Carmelita, siempre escribía poemas
cortos, en un cuaderno grande, me los pasaba para que los lea, el que más
recuerdo es el siguiente:
Gato chimuelo
De corazón remuelo
Galgo de lana por holgazán
De gustos un patán
De Uñas filudas
Que al ovillo hilas
Los leía tan fuertes y elocuentes que
ella sonría, mientras los demás niños estaban atentos al televisor. Las horas,
quizás hasta los minutos y segundos eran una eternidad. Aquellas noches
teníamos que parar de parlar porque los enfermeros de turnos nos acallaban.
Entre risas encontrábamos el sueño, pensando el día después, siguiendo la misma
rutina.
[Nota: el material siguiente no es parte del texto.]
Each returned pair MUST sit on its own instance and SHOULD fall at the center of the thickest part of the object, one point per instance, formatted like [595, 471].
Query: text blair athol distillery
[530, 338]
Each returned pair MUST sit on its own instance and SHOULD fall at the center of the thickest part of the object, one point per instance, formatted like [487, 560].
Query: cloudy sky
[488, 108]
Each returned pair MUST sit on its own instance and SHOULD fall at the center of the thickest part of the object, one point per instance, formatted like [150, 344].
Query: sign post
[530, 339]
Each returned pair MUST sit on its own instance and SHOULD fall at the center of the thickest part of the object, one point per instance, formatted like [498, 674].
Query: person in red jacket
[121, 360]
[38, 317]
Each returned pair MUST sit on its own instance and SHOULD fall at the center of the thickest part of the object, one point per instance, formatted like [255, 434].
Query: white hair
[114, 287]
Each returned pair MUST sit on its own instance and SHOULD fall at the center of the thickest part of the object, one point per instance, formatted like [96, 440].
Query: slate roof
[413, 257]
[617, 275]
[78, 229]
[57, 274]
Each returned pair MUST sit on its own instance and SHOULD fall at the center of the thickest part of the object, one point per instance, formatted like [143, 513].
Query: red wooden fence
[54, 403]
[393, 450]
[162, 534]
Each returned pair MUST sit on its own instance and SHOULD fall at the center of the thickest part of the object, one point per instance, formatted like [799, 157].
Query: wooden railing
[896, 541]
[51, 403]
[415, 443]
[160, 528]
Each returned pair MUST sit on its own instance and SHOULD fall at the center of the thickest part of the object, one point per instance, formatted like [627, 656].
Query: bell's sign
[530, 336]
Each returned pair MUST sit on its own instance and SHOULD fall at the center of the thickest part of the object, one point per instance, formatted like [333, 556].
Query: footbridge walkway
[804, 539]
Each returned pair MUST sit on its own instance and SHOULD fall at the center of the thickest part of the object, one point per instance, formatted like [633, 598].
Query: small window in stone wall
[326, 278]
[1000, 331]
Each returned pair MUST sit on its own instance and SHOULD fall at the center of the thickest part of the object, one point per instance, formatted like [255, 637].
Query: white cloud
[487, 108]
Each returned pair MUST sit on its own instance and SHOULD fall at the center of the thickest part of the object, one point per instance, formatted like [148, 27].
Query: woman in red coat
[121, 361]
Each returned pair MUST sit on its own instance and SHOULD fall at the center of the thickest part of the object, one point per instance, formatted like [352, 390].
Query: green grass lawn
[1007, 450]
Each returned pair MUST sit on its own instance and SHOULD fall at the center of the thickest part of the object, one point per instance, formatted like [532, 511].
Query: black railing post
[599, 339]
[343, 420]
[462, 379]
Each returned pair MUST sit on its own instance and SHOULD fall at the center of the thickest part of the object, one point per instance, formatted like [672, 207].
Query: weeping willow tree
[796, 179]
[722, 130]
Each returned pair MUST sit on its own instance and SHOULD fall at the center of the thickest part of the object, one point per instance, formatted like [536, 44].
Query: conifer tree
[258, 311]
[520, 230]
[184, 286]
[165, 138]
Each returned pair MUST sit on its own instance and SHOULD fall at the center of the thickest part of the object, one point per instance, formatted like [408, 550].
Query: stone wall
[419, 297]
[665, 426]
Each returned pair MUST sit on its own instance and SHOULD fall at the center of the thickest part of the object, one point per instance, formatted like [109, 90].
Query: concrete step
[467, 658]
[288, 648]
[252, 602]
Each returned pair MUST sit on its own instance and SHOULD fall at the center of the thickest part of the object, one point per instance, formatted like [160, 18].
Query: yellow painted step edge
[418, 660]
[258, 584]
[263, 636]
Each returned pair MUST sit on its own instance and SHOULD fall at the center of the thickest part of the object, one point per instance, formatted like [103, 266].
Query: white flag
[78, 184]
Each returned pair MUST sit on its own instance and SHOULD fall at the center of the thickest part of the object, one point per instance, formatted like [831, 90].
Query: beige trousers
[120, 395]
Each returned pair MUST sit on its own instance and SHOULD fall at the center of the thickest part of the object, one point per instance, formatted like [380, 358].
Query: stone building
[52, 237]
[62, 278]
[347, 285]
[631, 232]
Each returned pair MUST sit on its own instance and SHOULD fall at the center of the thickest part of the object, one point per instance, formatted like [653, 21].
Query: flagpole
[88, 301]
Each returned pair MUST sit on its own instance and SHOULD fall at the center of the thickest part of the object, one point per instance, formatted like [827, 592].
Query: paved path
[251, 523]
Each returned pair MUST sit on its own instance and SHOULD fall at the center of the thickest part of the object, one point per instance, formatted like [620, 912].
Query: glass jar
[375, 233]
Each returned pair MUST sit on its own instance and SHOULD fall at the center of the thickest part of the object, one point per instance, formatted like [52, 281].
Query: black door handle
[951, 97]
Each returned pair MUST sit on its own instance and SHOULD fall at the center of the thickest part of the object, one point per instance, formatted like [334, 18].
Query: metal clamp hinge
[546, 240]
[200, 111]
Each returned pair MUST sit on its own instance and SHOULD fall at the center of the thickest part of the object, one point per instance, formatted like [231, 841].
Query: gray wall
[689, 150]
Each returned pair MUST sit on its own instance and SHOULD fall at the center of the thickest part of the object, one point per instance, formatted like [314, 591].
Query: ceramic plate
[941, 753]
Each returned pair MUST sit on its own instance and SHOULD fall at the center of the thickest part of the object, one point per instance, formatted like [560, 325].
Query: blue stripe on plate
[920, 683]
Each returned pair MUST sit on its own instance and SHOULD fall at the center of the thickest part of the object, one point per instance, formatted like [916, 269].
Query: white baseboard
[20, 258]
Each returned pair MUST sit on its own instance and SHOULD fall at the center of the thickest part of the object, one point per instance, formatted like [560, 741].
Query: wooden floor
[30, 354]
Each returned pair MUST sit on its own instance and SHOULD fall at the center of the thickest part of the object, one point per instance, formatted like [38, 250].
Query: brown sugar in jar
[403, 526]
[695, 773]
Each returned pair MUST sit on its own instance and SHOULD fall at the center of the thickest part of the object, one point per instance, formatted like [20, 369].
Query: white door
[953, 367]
En esa edad el amor es inocente con un apego profundo.
Después de 10 días, le dieron de alta,
le hicieron unas hermosas trenzas que su pelo castaño irradiaba cual luna
llena. Me sentí triste, sabía que nunca íbamos a encontramos en un futuro,
el padre de ella tenía empleos erráticos; casi siempre residían temporalmente
de ciudad en ciudad. Muchos años después, fui a un pequeño pub a tomar una
cerveza en una ciudad costera del país, a mi costado estaba una morena de ojos
azules que tenía la mirada fijada en la mía. Se acercó, y luego me sonrío exclamando
“¿te conozco verdad?”, a lo que yo respondí entonando unos versos:
Me conoces por mi voz,
Por mis factos de perspicaz,
Por la forma de hacer el amor
Sin imaginar el rencor
Que hubo cuando me dejasteis
Sangrando de dolor por tus besos
“Cariño, mira, es el chico del que te
hablé”, Saltó y se abalanzó para abrazarme, me presentó a su novio, era un tipo
raro con una mirada desinteresada. Hicimos mancha, tomamos unos tragos y de
tanto conversar me di cuenta que no había cambiado, seguía siendo elocuente, culta
y con esa hermosa sonrisa expresiva. Al día siguiente salimos a almorzar,
todavía estaban esos ojos vivos y con esas pupilas azules. Le tomé de la mano y
le acaricié sus mejillas para darnos un beso interminable, de esos que parecen
eterno, pero solo fue fugaz y con intervalos de sonrisas. Terminamos en el
hotel donde estaba hospedado, en esa cama copulamos hasta cansarnos y aproveché
para expresar poemas como todo un Neruda. En esos diálogos nos contamos toda
nuestra vida sin omitir nada. Me logró reconocerme porque hacía cuatro años me
agregó a la red social, pero durante ese tiempo nunca nos dimos un saludo. Me
quedé dormido, con ese sueño eterno pensando que unas horas seguiremos
dialogando y copulando, no me interesó si ya tenía alguien en su vida; me
interesaba estar con ella, y luego seguir viéndola, y hasta planificaba visitar
esa ciudad de formas más recurrente con excusas tontas.
Desperté buscando su mirada que no pude
ubicarla, llame a su teléfono sin respuesta, divisé una nota que decía “Si
te quedas, mañana noche estaré contigo en la misma habitación”. Me senté en
la cama, y salí ha pasear por esa ciudad, sin amigos y con la esperanza de
volver a verla. La noche a las 20 horas tocaron mi puerta, era ella,
estaba divina, pasó de manera apresurada y se puso un velo blanco; me sonrío y
me dijo “¡La próxima semana me caso!”. Había plantado a sus amigas de su noche
de despedida de soltera. Nos derrumbamos a la cama, olvidamos que se iba ha
casar y hasta el punto de creer que el tiempo sería eterno para ambos de estar
juntos. Logré levantarme temprano, tenía el vuelo a las 11 horas; como tuve
tiempo y ella dormía tomé una hoja de mi agenda y le escribe un poema corto:
Si tus ojos son el mañana
Daría cualquier excusa maraña
Para volverte a ver
Y amarte con todo mi ser
Construiría una máquina del tiempo
Y desenredaría mi destino que quepo
Para que seas mi eterna
Amante Vertiginosa
Para escribir versos
Procesando infinitos ósculos
Pasando a ser mi primer
amor
Y mi último amor
Que sería el verdadero
Sin excusas ni conveniencia
Me alisté, fuimos juntos al aeropuerto;
nos dimos un último beso y hubo unas lágrimas de ambos. Tomé mi vuelo que al
llegar a mi destino fui directo a la licorería que me compré un pisco que de
manera veloz enrumbé hacia el departamento donde vivía para procesar mi destino
humillante y a resignarme eternamente.